Lee Daniels' The Butler

That shopworn
phrase “based on a true story” is stretched to the limits by Lee Daniels’ The Butler, a largely
fictional look at 20th century American history as seen through the eyes (and
experiences) of a White House butler who served seven U.S. presidents. Yet
there is enough truth in the larger picture it paints to validate the film in
spite of its forays into melodrama and sentimentality. The finely-tuned
performances by Forest Whitaker and Oprah Winfrey seal the deal, enriching the
movie beyond the mere words in Danny Strong’s wide-ranging screenplay. Vintage
news footage, blended with recreations, recall The Help in setting a historical context for the parade of
often-painful events that marked the Civil Rights movement.

The movie was
inspired by a Washington Post article about a man named Eugene Allen, who
served as a White House butler for thirty years and lived to see a black man
elected President. In this Hollywood rendering he has been renamed Cecil Gaines
and reinvented so the story can start on a note of outrage, as a Southern boy’s
mother is raped and his father murdered in cold blood by the no-account son of
a plantation owner. Young Cecil is taught by his mistress (Vanessa Redgrave) to
get on with his life, as she takes him into her house and indoctrinates him in
the protocol of serving white folks—and remaining invisible in their presence.
That is exactly what he does for the rest of his life, eventually earning a
place on the White House staff.

Needless to
say, this hard-working man’s two sons follow divergent paths, one proudly
volunteering to serve in Vietnam while the other (David Oyelowo) becomes a
student radical and a freedom rider, which his compliant father simply cannot
comprehend.
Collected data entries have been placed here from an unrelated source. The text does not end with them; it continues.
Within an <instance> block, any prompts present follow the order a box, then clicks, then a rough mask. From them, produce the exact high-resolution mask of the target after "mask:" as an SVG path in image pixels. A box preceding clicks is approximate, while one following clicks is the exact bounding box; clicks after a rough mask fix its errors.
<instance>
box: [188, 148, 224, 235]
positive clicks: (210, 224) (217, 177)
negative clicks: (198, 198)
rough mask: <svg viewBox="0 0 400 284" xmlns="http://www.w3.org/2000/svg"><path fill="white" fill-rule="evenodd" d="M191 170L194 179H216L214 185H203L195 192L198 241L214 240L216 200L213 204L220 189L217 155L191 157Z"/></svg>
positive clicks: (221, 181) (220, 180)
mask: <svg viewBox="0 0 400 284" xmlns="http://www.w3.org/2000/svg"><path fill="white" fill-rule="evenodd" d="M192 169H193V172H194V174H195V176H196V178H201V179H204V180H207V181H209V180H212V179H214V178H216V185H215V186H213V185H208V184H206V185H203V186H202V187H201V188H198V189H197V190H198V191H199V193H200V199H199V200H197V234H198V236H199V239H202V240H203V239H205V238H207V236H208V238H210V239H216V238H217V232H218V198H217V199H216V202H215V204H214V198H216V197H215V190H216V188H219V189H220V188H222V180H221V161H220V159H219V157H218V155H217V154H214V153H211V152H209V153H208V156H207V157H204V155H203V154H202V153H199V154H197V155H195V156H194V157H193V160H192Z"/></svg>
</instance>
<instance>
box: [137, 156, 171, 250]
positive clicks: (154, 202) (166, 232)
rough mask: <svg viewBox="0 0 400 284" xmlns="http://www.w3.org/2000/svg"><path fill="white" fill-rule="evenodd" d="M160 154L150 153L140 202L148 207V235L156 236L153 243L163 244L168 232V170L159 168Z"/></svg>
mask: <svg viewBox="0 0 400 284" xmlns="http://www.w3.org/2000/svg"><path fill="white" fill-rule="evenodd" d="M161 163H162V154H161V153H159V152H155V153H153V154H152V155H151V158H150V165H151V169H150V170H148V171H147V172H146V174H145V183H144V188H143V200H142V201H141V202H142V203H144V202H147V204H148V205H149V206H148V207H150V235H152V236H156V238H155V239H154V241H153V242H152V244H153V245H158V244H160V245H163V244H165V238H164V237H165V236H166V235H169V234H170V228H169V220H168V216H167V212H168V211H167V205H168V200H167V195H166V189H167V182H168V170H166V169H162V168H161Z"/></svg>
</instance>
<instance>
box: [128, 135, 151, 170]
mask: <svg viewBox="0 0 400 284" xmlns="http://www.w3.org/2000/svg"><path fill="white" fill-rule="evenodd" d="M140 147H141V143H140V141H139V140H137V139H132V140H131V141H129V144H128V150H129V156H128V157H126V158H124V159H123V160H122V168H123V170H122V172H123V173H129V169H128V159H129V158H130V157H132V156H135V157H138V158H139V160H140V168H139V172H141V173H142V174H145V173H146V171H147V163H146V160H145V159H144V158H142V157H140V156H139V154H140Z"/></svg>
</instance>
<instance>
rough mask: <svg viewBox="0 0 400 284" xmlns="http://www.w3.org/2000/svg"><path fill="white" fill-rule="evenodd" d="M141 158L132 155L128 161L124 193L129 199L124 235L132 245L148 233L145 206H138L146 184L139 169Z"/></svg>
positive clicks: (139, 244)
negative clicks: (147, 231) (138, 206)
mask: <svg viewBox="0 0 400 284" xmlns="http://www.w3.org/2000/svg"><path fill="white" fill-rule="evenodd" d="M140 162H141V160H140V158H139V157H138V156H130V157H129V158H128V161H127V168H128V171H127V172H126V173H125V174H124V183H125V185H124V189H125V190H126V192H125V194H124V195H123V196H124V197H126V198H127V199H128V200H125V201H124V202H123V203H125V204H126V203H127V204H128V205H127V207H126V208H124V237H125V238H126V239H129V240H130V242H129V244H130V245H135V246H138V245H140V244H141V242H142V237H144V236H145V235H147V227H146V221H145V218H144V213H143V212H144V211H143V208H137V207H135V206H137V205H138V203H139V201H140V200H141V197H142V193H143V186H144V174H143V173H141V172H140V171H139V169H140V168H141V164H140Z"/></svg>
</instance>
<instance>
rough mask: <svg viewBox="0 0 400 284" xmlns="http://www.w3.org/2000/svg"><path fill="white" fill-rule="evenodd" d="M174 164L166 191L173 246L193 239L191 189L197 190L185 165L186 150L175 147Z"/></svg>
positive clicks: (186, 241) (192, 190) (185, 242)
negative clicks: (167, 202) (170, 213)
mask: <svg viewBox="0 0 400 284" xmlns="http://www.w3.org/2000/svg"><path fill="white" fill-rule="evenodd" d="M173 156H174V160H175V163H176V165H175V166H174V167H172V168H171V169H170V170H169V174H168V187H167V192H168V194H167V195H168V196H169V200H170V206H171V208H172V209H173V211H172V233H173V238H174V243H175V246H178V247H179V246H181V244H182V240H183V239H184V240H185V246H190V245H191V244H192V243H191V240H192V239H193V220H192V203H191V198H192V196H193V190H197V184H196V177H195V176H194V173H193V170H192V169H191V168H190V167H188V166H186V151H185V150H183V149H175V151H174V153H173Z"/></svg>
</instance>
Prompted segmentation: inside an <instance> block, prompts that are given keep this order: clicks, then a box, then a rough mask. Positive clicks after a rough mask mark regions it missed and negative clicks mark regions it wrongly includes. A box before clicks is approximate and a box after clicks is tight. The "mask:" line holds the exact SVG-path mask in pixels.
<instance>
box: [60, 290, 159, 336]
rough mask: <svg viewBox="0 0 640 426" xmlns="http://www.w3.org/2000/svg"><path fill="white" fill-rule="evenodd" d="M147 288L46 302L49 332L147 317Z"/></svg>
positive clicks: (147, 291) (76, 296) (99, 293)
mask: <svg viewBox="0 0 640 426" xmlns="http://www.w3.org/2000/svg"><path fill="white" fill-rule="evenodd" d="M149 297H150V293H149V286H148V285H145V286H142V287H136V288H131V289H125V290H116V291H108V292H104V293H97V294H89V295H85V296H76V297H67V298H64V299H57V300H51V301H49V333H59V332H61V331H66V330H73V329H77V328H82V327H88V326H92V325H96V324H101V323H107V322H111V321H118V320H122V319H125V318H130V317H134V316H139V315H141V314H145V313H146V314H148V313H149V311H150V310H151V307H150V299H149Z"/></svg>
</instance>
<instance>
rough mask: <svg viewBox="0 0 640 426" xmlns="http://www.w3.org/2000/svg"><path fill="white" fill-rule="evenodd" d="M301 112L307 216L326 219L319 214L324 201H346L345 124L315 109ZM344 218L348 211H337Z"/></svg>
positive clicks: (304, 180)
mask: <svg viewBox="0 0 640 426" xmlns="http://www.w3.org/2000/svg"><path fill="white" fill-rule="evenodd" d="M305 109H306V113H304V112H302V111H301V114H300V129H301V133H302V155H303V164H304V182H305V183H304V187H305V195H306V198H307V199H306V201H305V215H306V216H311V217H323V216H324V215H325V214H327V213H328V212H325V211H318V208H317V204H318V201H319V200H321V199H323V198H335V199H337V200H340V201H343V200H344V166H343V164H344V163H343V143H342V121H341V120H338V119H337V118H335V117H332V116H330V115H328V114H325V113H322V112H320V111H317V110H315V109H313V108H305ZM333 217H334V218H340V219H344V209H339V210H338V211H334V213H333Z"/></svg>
Gaines’ wife (Winfrey) has challenges of her own with a husband who
seems more devoted to his job than he does to his own family and household.

Every time the
film threatens to waver, its actors bring it back on course. In a role that
calls for stillness and underplaying, Forest Whitaker is a marvel. With the
help of Matthew Mungle’s makeup (as well as wardrobe, attitude, and body
language) he ages believably, decade by decade, bearing the weight of each new
challenge and earning the respect and affection of each President along the way.
Oprah Winfrey is his match, breathing life into a surprisingly colorful and
multifaceted character; she is utterly unaffected and completely disarming.

There are no
weak links in the diverse ensemble, and even the “stunt casting” of U.S.
presidents pays off, as no one is on screen so long as to warrant intense
scrutiny. It’s especially fun to watch Alan Rickman and Jane Fonda as Ronald
and Nancy Reagan; they’re simply perfect.

Lee Daniels’ The Butler reminds us what black people had to
endure in order to survive in a white man’s world. But the film is at its best
when it shows us the interaction of the White House staff (including Gaines’
cohorts, well played by Cuba Gooding, Jr. and Lenny Kravitz) and lighthearted
moments at Cecil’s home with friends and family, enjoying the fruits of his

Cecil Gaines may be a fictionalized
character, but he carries a lot of weight on his shoulders, beautifully
interpreted by Forest Whitaker. As a history lesson the movie is superficial at
best, but as a social time capsule it has relevance and merit.